Il nichilismo si rifà ad un concetto di esperienza intesa come espressione di un soggettivismo sfrenato ove ogni uomo, diverso dall’altro, è ultimo tribunale e impossibilitato a percepire qualcosa di vero e valido per tutti. L’esperienza di cui parla Giussani nel primo capitolo de Il Senso religioso è invece una forma di conoscenza che sottrae l’uomo al relativismo, proprio in virtù del senso religioso, quel complesso di evidenze ed esigenze originarie che costituiscono il cuore dell’uomo.
Queste esigenze permettono all’uomo di ogni tempo di riconoscere nella realtà ciò che è vero, bello, giusto e corrisponde alle attese più profonde del suo animo. La dinamica della conoscenza permette ad ogni uomo di orientarsi nella realtà verso la direzione che corrisponde a ciò che lui aspetta profondamente. Anche il peccato, anche l’errore non smentisce questa dinamica perché si percepisce nel cuore come un venir meno, un’assenza, una ricerca di morte (come dice il Libro della Sapienza). Solo un pervicace tentativo di negare l’evidenza di un bene che corrisponde al cuore – l’ideologia, soprattutto quella nichilista – rende l’uomo ottenebrato. Ma ogni ritorno a una purezza, a una semplicità, rifà percepire come la realtà sia fatta della stessa natura del suo cuore. Perciò la conoscenza è adeguatio rei et intellectus.

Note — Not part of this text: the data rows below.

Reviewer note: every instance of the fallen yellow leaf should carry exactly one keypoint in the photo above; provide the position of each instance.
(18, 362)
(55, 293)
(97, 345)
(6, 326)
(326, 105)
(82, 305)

Se chi si rifà a nichilismo e relativismo si oppone al senso religioso, chi si limita a riproporre la vecchia teoria dei diritti naturali, riporta il dibattito a un passato superato e senza vera novità e vivacità intellettuale. Parlare di senso religioso significa affermare che i diritti naturali diventano coscienza e conoscenza nell’uomo, capacità per ciascuno di percepire la verità. Dimenticare questo vuol dire ridurre la verità dell’uomo a una definizione, filosofica ed antropologica, raggiungibile solo per pochi studiosi o opinionisti, ma incomprensibile all’io che vive ovunque. Significa contrapporre all’ideologia nichilista, l’ideologia di valori non percepibili se non attraverso una deduzione intellettuale. Significa sostituire allo stupore per il bello come metodo di conoscenza, leggi morali a cui esclusivamente rifarsi. E se anche cambiano le leggi morali, se si assumono leggi morali più vicine alla vera antropologia umana, quando l’etica non nasce da un’estetica, il prodotto non cambia. Ci si allontana e si disprezza la realtà fattuale, si ignorano gli avvenimenti, si snobbano gli uomini che si stupiscono della verità e si muovono per questo. Al fatto di milioni di uomini che compiono un gesto di carità come quello della Colletta Alimentare, si preferisce un bel talk-show in cui discutere tutta la sera dell’esigenza di pensare sulla povertà disincarnata. E così si diventa terribilmente noiosi.